Enabling Document Content Search
Who is this article for?IT Administrators looking to setup Document Content Search.
SQL Server access is required.
Document Content Search is a feature that allows you to extend the scope of the client search to find matches inside the content of a document. This article explains how to set up the functionality.
- Technical Specifications
- Search Capabilities
- Installing Filter pack for Office 2010 and PDF
- Enabling Document Content Search
- Registering Filters with SQL Server
- Performing Content Searches
- Troubleshooting
1. Technical Specifications
The Document Content Search feature makes use of SQL Server's Full-Text search capabilities. Due to this, you must have a version of SQL Server that supports Full-Text indexing and this feature must be installed and enabled for the instance of SQL Server. Most editions of SQL Server support Full-Text indexing. Fore example, SQL Server Express with Advanced Services and SQL Server Enterprise have full support.
2. Search Capabilities
By default, SQL Server supports Full-Text searching of the document file types shown further below. For example, it is not possible to perform content searches of PDF files and Word 2007/10 (.docx) files using SQL Server's default Full-Text functionality. As SQL Server is responsible for performing content searches, it is not possible to perform content searches of non-embedded file attachments. If you store your document files in network folders, you are not able to search within the content of those network files using content searches.
ASP, ASPX, CSS, HTM, HTML, HHT, HTW, HTX, ODC, STM, DOC, DOT, POT, PPS, PPT, XLB, XLC, XLS, XLT, TXT, ASM, BAT, C, CPP, CXX, CMD, DEF, DIC, H, HPP, XML, RTF, EML
Support for additional file types such as PDF and Word 2007/10 can be enabled by installing the required filter packs to support content searching of those formats. Filter packs are add-on software packages that allow SQL Server and other applications to interface with specific file types.

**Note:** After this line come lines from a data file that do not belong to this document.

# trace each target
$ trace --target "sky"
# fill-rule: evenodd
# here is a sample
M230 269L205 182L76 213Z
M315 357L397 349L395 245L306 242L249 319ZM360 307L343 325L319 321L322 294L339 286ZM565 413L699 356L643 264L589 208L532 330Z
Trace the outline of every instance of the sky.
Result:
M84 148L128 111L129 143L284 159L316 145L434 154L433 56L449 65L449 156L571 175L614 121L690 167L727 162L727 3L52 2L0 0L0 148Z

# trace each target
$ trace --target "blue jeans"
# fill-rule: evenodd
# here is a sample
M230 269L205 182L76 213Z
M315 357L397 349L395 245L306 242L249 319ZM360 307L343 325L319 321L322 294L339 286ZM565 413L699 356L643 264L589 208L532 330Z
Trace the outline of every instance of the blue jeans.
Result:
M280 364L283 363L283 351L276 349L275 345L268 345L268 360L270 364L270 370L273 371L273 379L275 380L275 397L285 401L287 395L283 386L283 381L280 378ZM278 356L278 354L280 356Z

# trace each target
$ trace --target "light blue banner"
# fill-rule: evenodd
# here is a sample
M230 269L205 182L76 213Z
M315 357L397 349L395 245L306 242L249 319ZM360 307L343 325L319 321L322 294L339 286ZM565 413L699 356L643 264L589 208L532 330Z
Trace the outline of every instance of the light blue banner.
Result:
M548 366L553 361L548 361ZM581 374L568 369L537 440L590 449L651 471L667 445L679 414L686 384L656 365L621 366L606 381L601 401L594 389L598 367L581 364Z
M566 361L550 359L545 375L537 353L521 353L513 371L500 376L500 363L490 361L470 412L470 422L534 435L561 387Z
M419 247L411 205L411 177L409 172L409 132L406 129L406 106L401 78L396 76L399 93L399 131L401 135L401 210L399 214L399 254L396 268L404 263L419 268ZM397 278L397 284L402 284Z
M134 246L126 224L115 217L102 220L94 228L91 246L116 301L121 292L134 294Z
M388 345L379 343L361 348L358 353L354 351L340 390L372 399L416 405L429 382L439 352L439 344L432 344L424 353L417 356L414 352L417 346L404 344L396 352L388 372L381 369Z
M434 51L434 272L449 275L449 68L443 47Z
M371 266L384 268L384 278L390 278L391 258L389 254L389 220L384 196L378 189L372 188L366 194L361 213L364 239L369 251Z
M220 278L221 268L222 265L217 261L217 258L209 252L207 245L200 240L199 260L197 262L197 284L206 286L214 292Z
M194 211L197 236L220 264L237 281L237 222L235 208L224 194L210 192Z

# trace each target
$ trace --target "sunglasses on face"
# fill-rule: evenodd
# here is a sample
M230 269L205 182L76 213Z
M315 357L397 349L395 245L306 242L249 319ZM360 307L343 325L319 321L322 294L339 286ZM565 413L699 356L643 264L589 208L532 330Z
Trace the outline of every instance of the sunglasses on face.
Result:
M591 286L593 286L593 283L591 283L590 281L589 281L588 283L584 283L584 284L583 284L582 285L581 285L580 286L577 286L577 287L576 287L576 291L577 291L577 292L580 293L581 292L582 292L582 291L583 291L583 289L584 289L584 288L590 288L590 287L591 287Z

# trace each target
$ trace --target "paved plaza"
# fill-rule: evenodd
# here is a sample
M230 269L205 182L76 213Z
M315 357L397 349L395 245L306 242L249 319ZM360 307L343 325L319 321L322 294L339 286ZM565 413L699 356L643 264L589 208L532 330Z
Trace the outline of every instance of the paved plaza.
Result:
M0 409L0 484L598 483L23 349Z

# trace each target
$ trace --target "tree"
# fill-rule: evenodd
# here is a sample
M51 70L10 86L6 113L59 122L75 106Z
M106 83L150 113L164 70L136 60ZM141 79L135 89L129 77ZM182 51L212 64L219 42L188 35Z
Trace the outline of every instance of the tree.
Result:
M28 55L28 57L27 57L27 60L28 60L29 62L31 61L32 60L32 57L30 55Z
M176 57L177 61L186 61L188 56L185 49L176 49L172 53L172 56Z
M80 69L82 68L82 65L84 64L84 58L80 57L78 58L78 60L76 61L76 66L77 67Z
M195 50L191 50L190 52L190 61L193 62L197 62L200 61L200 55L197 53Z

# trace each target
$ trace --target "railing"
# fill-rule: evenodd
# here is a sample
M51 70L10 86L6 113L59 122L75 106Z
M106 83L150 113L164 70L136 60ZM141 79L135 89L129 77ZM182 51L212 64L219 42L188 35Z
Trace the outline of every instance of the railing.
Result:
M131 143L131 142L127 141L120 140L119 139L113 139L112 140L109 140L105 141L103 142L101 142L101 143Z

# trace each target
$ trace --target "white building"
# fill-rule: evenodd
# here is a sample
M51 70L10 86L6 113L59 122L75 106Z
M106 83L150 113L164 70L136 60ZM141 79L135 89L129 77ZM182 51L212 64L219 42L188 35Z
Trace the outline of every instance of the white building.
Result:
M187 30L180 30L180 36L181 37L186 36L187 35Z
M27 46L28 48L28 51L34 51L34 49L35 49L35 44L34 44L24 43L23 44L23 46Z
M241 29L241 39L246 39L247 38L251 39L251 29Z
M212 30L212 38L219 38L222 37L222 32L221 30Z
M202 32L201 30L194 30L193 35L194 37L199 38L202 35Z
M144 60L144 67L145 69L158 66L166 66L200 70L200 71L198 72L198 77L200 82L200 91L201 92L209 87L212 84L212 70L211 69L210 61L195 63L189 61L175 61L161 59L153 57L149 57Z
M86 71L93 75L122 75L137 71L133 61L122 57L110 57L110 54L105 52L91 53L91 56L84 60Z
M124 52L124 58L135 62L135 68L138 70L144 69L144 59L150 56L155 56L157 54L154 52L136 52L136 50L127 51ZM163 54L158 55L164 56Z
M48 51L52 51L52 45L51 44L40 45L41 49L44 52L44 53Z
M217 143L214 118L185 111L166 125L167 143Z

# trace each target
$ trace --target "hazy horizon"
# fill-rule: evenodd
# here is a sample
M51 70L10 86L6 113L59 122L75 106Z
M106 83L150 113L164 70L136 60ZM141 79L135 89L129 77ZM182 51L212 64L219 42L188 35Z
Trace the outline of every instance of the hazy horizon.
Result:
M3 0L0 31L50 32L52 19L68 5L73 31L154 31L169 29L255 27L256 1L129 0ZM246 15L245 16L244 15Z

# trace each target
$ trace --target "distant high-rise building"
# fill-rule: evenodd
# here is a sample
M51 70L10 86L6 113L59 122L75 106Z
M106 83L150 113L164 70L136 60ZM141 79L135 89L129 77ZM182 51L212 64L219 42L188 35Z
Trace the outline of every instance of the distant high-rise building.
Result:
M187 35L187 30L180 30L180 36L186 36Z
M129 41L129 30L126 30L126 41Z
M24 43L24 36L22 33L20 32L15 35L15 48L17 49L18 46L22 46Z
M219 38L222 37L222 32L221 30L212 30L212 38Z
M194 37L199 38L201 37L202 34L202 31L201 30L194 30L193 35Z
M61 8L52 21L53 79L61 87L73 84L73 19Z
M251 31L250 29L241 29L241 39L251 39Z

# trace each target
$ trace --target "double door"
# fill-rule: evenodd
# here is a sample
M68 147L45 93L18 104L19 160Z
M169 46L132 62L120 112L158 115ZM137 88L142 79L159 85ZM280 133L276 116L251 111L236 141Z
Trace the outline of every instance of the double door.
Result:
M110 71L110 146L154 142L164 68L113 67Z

The procedure for installing filter packs varies depending on the version of Windows Server, SQL Server and the file type itself. The specific steps for your environment should be researched before attempting any installation. It's also important to note that filter packs are developed by 3rd parties and not all filter packs are supported in all environments. For example, if you are using SQL Server 2012 64-bit and Adobe hasn't developed a PDF filter compatible with this version of SQL Server, you will not be able to perform content searches for PDF files.
When performing content searches, Ideagen Quality Management uses the CONTAINS operator in SQL Server to search for matching document records. More information about the behaviour of this operator can be found in the the CONTAINS article linked to in the Further Reading section of this article.
3. Installing Filter pack for Office 2010 and PDF
- Download and install the Office 2010 filter pack from https://www.microsoft.com/en-my/download/details.aspx?id=17062
-
Download and install the PDF iFilter Pack from https://portaldownloads.s3.amazonaws.com/AdobePDF%20iFilter64%20Setup.zip
- Copy the path to the bin folder of the "Ifilter" installation
- Open Control Panel > System & Security > System > Advanced system settings > Advanced tab > click "Environment Variables…" button
-
In the System variables section select Path > Edit > New > paste the bin folder path > press OK to save on all open windows.
If you have installed PDF 11 iFilter Pack you must set your system PATH environment variable to the "bin" folder of the "Ifilter" installation.
4. Enabling Document Content Search
To enable Document Content Search, copy all of the SQL queries below into a New Query window in SQL Server and execute against the Ideagen Quality Management database you wish to enable this feature for.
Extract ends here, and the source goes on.